My mother-in-law was driving our family back from a day trip to Joshua Tree National Park (awesome, by the way, and the night sky view there is spec-tac-ular), when suddenly we heard a “thup-thup-thupping” sound coming from beneath the car. My mother-in-law had blown two tires in the past few months, so her first thought was “oh no, is the tire flat again?”

But wait, there was another possibility. The road was kind of rough; maybe the sound was just the road surface? My mother-in-law switched lanes, and voila, the sound went away. So, not the tire, just the rough road surface.

Ok, so this story was kind of boring, but it struck me that switching lanes to see if the problem was the road or the tire was a very natural way to find the truth. It sure sounds natural enough that the story is really boring.

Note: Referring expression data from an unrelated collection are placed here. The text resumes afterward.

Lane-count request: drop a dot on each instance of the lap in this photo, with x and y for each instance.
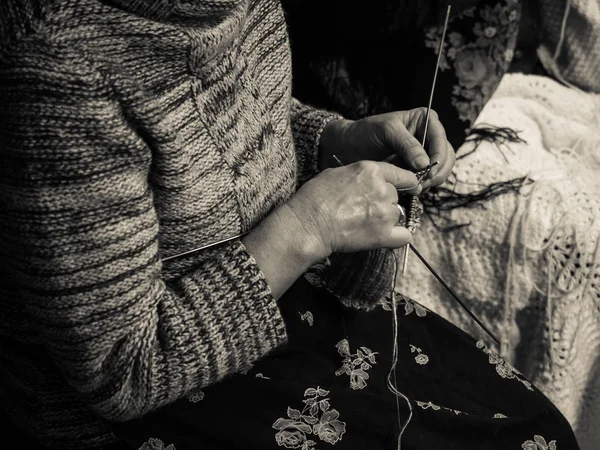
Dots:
(327, 386)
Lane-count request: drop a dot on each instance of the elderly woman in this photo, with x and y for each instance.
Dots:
(133, 132)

But it’s also a scientific way of going about the problem. Science isn’t some sort of hard, unnaturally convoluted way of looking at the world. It actually comes to us instinctively in a lot of situations. Just think about some possible scenarios about what might be happening, and then test them in a way that lets you tell the difference. The only extra steps for ‘science’ are these two: get others to try the same test to make sure it works, and try other tests just to make sure this one test wasn’t a fluke. In my opinion, that’s the scientific method, not that horribly nitpicky garbage they feed school kids about “hypothesis-test-conclusion.” That’s not how science is done; that’s how science is written about in retrospect, because it’s nice and organized.

Science isn’t hard, and it comes naturally to all of us as the best way to figure out the real, hard truth. If we all recognized that a little bit more, maybe there would be more trust in scientists and more kids who get excited about the parts of science that matter: blowing sh*t up.